LEYDA MACHADO ORAMAS,
estudiante de tercer año de Periodismo,
Facultad de Comunicación,
Universidad de La Habana.

La obra de la escritora chilena Gabriela Mistral ha sido recogida en el libro “Antología en verso y prosa”, una compilación de la doctora y ensayista  dominicana Ofelia Berrido, quien reúne en este reciente volumen de 2011 no solo los cuatro libros de poesía publicados por la autora, sino también una selección de poemas inéditos, cartas y  otras piezas en prosa.

El ejemplar, editado por la Asociación de Academias de la Lengua Española, constituye un homenaje a la poetisa, merecedora del primer Nobel literario otorgado a un latinoamericano en 1945 y, por tanto, la primera mujer del continente en obtenerlo.

La autora del libro reveló que próximamente se cumplen 103 años del bautizo literario de Lucila de María del Perpetuo Socorro Godoy Alcayata, pues el 23 de junio de 1908 ella decidió tomar el nombre del poeta italiano Gabrielle D’Annunzio y el apellido del escritor francés Frédéric Mistral, sus dos autores favoritos, para darse a conocer en el mundo literario como Gabriela Mistral.

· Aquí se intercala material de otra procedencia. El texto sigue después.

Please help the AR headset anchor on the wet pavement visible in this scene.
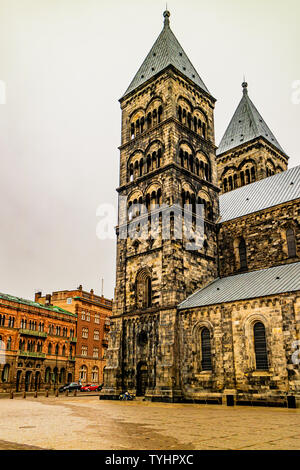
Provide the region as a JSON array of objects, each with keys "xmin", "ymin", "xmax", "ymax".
[{"xmin": 0, "ymin": 396, "xmax": 300, "ymax": 450}]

Antes de obtener el Premio Nobel ya era famosa. “Homenajes, bustos, escuelas, calles y plazas llevan su nombre, clubes de fútbol, menús de restaurantes, premios literarios, billetes de banco… ¿Habría imaginado ella que su perfil aparecería en billetes de cinco mil pesos, los que el pueblo llama «gabrielas»?”, dijo el escritor chileno Miguel Arteche, en el Congreso Internacional sobre vida y obra de Gabriela Mistral, en 1989.

En vida recibió otros importantes reconocimientos como el Doctorado Honoris Causa del Mill College of Oakland, California, en 1947, y el  Premio Nacional de Literatura, en 1951. Además, la Organización de los Estados Americanos instituyó en 1979 el Premio Interamericano de Cultura Gabriela Mistral.

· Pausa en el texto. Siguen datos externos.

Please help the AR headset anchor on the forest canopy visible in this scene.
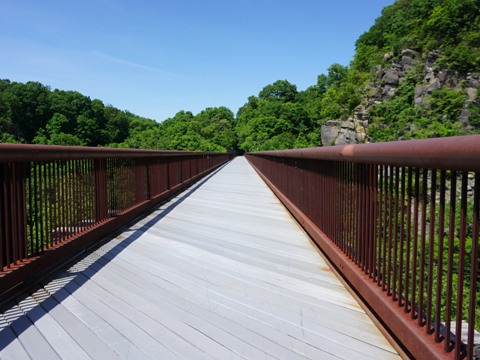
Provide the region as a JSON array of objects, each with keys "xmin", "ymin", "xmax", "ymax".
[{"xmin": 0, "ymin": 0, "xmax": 480, "ymax": 151}]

No obstante, esa evidente gloria no es más que una imagen fragmentada, pues “entre críticos y poetas existe el consenso de que Gabriela Mistral sigue siendo en definitiva una gran desconocida”, dijo Volodia Teitelboim en su libro Gabriela Mistral, pública y secreta.

Presencia y fuga de la escritora chilena

¿Por qué su retrato se limita a la autora de poesía infantil, la madre de todos los niños y de ninguno, la mujer que canta a un suicida, la hundida en tristezas irremediables y otros tópicos agridulces, y se reduce a silencio todo lo demás que ella fue y dijo, más que nada si se trata de pronunciamientos políticos y sociales?, se pregunta el escritor Teitelboim.

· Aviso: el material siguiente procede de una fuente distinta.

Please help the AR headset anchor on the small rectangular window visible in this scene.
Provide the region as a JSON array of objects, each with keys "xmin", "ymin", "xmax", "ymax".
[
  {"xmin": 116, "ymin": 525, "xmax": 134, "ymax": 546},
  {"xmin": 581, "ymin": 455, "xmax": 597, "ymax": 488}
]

“En la década de los  años 40 y 50, creo que la figura de Gabriela tuvo más presencia que la que puede tener ahora, y ese relativo olvido de otras áreas de su obra se debe quizás a la fuerza de su poesía, que es lo que sustenta la grandiosidad de esta figura. El resto de su quehacer se ha relegado, pues sus versos se lo llevan todo”, comentó Cira Romero, investigadora y ensayista del Instituto de Literatura y Lingüística de la Academia de Ciencias de Cuba.

Pero la gran poetisa chilena tiene también importantes textos sobre la cultura americana y el rescate de la lengua materna; además, sus prosas mexicanas son testigos de cuánto le preocupaba la  discriminación del sexo femenino.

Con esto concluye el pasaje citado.